Je montais à "Château de Vincennes", elle montait à "Nation". Nous changions tous les deux à "Concorde" direction "Porte de la Chapelle". Elle descendait à "Blanche" moi à "Lamarck-Caulaincourt". Pendant quinze jours, elle à lu "L'étranger" de Camus. C'était un livre de bibliothèque avec un numéro sur la tranche, B112. Après elle à lu "Dune" de Herbert, N27. La plus part du temps elle lisait Libé qu'elle tenait plié en quatre pour ne pas prendre trop de place. Au début, elle portait des lunettes rondes sans monture, très discrètes, avec les branches fines, rose pâle qui se perdaient dans des cheveux blonds, presque blancs. Après, elles ont disparues, je suppose, au profit de verres de contact qui laissaient libre l'ovale de son visage doux et pâle comme une toile de Quentin Delatour. Tout était clair chez elle. Ses cheveux, très long qu'elle faisait tenir sur sa nuque par une grosse barrette en écaille. Ses grands yeux d'un bleu lavé qui lui faisaient un étrange regard perpétuellement étonné. L'hiver, elle enfermait sa minceur dans long et étroit manteau noir. A la belle saison, rien ne changeait vraiment. Plus de manteau. De simples et longues chemises ne laissant rien paraître de sa féminité.

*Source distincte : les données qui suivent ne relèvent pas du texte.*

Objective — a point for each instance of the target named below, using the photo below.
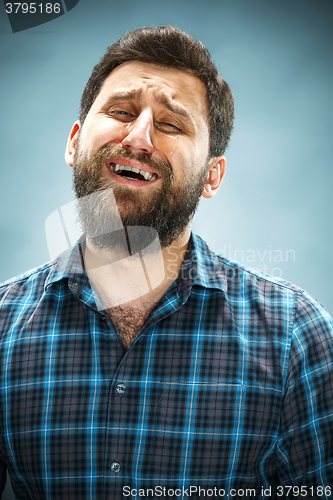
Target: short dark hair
(168, 46)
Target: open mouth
(131, 173)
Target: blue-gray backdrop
(274, 211)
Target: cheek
(167, 144)
(97, 135)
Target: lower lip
(129, 182)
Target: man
(125, 377)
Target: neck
(142, 278)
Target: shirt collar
(200, 267)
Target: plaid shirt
(228, 385)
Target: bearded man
(139, 363)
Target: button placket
(115, 467)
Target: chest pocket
(206, 431)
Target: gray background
(274, 209)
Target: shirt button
(115, 467)
(121, 388)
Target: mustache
(111, 152)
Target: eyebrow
(161, 99)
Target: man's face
(146, 136)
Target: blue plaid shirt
(226, 390)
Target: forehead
(151, 81)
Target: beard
(102, 203)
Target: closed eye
(169, 127)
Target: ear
(215, 176)
(71, 143)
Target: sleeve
(305, 443)
(3, 476)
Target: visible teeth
(116, 168)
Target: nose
(138, 138)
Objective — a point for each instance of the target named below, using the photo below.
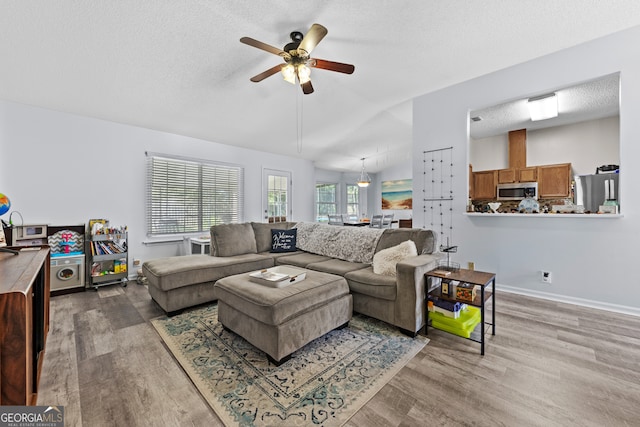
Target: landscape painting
(397, 194)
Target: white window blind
(188, 196)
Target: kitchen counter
(542, 215)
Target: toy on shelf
(66, 242)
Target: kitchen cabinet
(507, 176)
(554, 180)
(484, 185)
(527, 174)
(518, 148)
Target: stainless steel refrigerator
(592, 191)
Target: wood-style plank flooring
(550, 364)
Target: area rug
(324, 383)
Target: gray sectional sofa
(179, 282)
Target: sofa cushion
(283, 240)
(262, 231)
(179, 271)
(425, 240)
(356, 244)
(366, 282)
(232, 239)
(300, 259)
(384, 261)
(336, 266)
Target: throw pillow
(384, 262)
(283, 240)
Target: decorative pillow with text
(283, 240)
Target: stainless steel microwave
(517, 191)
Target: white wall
(592, 258)
(586, 145)
(63, 169)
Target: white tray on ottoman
(279, 276)
(282, 320)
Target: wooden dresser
(24, 323)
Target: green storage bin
(462, 326)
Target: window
(353, 200)
(189, 196)
(325, 201)
(277, 195)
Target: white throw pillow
(384, 262)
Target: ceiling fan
(297, 59)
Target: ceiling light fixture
(364, 180)
(301, 71)
(543, 107)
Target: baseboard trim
(616, 308)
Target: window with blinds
(325, 201)
(189, 196)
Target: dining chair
(335, 220)
(376, 221)
(387, 220)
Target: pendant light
(364, 180)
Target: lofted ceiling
(590, 100)
(179, 67)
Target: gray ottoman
(280, 321)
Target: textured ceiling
(596, 99)
(178, 66)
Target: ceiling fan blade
(268, 73)
(332, 66)
(271, 49)
(315, 34)
(307, 87)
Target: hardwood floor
(550, 364)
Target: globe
(5, 204)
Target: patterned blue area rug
(324, 383)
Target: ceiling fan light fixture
(289, 73)
(364, 179)
(304, 74)
(543, 107)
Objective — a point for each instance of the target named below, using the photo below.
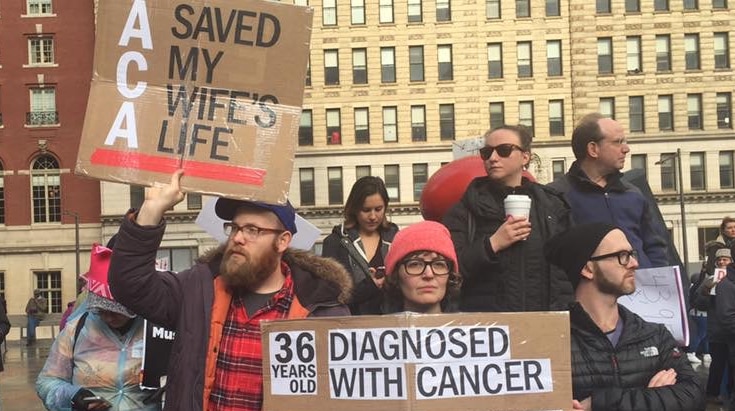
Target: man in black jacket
(619, 361)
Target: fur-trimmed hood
(302, 263)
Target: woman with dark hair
(361, 242)
(422, 271)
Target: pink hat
(423, 236)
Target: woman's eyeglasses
(417, 266)
(504, 150)
(623, 256)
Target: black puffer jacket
(617, 377)
(518, 278)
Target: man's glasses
(504, 150)
(249, 231)
(417, 266)
(623, 256)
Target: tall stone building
(46, 51)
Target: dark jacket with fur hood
(183, 301)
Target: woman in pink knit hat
(422, 271)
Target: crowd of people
(575, 247)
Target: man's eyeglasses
(417, 266)
(249, 231)
(623, 256)
(504, 150)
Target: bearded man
(216, 306)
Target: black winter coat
(617, 377)
(518, 278)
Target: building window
(334, 126)
(416, 62)
(39, 7)
(331, 67)
(497, 115)
(727, 172)
(697, 170)
(387, 64)
(363, 171)
(362, 126)
(444, 56)
(386, 11)
(553, 58)
(334, 185)
(525, 61)
(553, 8)
(495, 60)
(661, 5)
(359, 66)
(306, 186)
(420, 176)
(665, 113)
(414, 11)
(694, 111)
(556, 117)
(390, 124)
(46, 187)
(446, 121)
(722, 50)
(604, 55)
(525, 115)
(306, 129)
(668, 171)
(137, 196)
(193, 201)
(663, 52)
(638, 162)
(418, 123)
(691, 51)
(635, 114)
(523, 8)
(633, 56)
(603, 7)
(392, 182)
(607, 107)
(43, 107)
(724, 110)
(443, 10)
(558, 169)
(49, 283)
(329, 12)
(492, 9)
(40, 51)
(357, 12)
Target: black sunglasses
(503, 150)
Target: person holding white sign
(619, 360)
(422, 271)
(216, 306)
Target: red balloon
(447, 186)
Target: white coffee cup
(517, 205)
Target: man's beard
(250, 273)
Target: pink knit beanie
(423, 236)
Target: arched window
(46, 190)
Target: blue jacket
(619, 203)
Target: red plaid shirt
(238, 378)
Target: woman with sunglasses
(421, 269)
(361, 242)
(501, 256)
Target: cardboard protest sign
(469, 361)
(212, 87)
(659, 298)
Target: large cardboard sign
(469, 361)
(214, 87)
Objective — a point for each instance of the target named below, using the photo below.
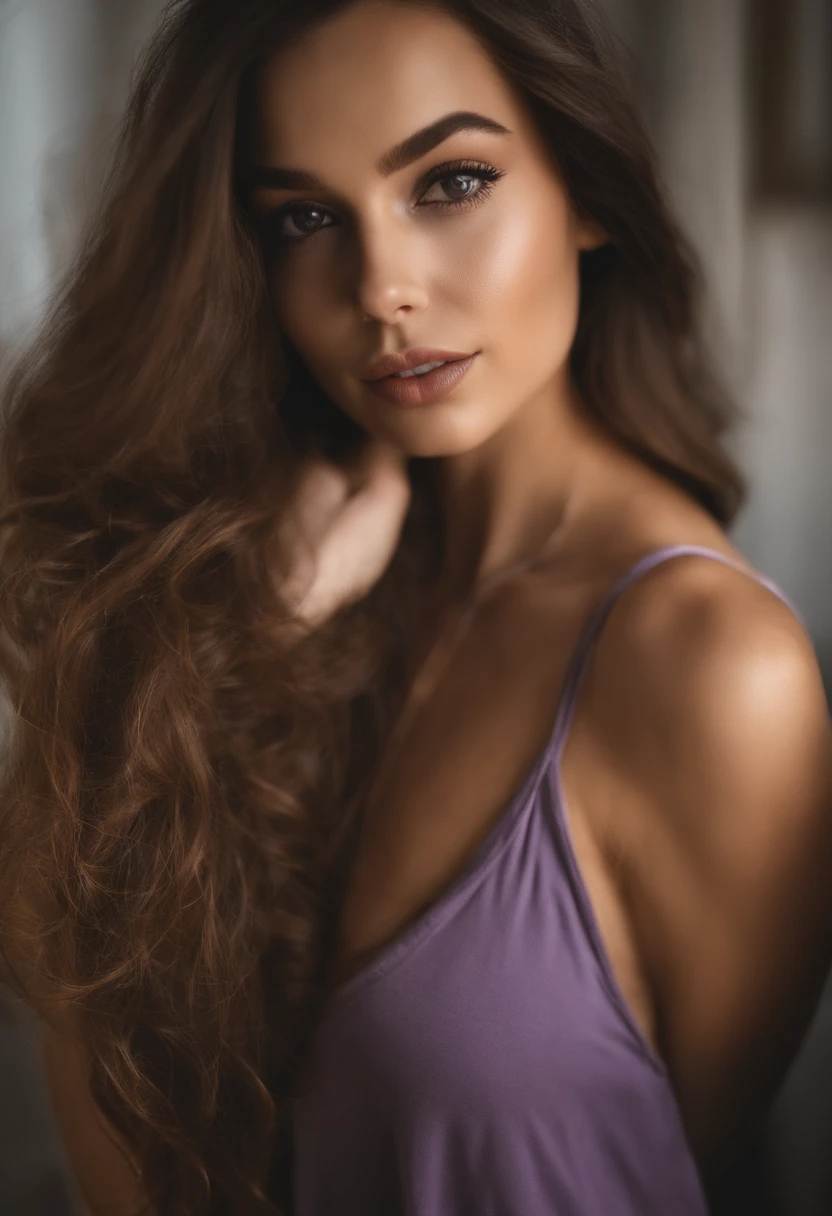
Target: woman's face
(376, 259)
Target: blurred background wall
(738, 99)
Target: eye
(307, 218)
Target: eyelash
(488, 173)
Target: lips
(405, 361)
(425, 389)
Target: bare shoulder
(709, 707)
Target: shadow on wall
(34, 1178)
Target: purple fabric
(485, 1060)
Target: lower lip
(422, 389)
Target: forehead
(367, 78)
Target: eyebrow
(399, 157)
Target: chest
(484, 716)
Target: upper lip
(406, 360)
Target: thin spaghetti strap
(580, 656)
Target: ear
(589, 234)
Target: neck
(521, 491)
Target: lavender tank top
(485, 1060)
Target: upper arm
(100, 1163)
(723, 742)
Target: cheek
(527, 282)
(298, 307)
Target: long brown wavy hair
(180, 769)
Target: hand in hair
(348, 522)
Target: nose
(391, 281)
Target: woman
(416, 800)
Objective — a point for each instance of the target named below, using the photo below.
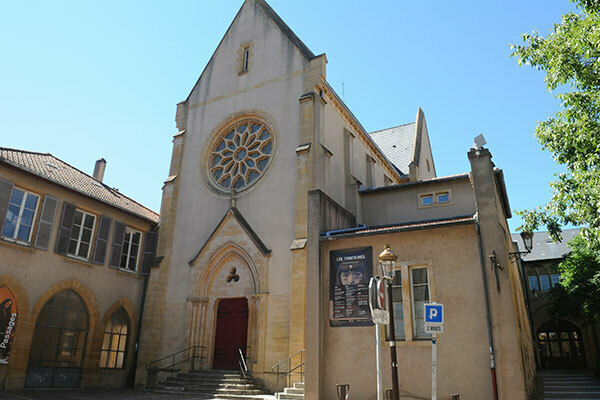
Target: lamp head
(387, 261)
(527, 240)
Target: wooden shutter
(5, 193)
(149, 252)
(117, 247)
(102, 240)
(64, 231)
(42, 238)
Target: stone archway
(15, 375)
(229, 274)
(90, 363)
(560, 344)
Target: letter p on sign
(434, 313)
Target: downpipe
(487, 312)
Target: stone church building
(271, 174)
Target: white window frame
(408, 302)
(19, 217)
(76, 255)
(412, 299)
(246, 59)
(434, 195)
(130, 231)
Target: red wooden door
(231, 334)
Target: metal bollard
(343, 391)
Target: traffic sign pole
(378, 360)
(434, 367)
(434, 324)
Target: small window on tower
(246, 59)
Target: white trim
(81, 228)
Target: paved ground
(90, 394)
(570, 385)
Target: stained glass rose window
(240, 155)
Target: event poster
(349, 274)
(8, 322)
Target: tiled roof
(397, 144)
(543, 246)
(408, 226)
(46, 166)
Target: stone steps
(212, 385)
(574, 384)
(294, 393)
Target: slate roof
(543, 246)
(53, 169)
(408, 226)
(397, 144)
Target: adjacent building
(74, 256)
(561, 343)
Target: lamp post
(387, 263)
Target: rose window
(240, 155)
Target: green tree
(570, 56)
(578, 294)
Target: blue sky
(90, 79)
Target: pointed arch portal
(59, 342)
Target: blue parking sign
(434, 313)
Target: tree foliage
(570, 56)
(578, 294)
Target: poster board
(349, 274)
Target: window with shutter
(46, 222)
(5, 193)
(102, 240)
(80, 240)
(131, 249)
(64, 231)
(117, 245)
(20, 215)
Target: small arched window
(114, 343)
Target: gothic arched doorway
(560, 345)
(231, 334)
(58, 345)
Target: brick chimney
(99, 169)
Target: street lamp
(527, 242)
(387, 264)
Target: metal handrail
(242, 362)
(153, 368)
(288, 372)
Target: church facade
(271, 175)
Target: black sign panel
(349, 274)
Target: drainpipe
(487, 311)
(138, 332)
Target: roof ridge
(25, 151)
(112, 190)
(392, 127)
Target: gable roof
(285, 29)
(244, 224)
(397, 143)
(55, 170)
(543, 246)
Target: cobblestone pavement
(91, 394)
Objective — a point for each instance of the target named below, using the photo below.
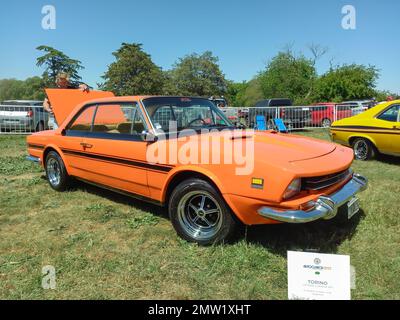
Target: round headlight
(293, 189)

Je me souviens, aussi de ses doigts, effilés comme des lames manipulant les feuillets dans une danse fascinante. Des doigts sans bagues aux ongles vernis de rose pâle comme les lunettes.
Un jour, à "Bastille" là où le métro est aérien, un homme s'est assis en face d'elle. Idiot comme un homme, il lui a demandé si "les nouvelles étaient fraîches". Elle a posé sur lui son grand regard glacé.
Ce jour là, elle est descendu à "Saint-Paul".
A "Concorde", j'ai attendu l'arrivée du métro suivant.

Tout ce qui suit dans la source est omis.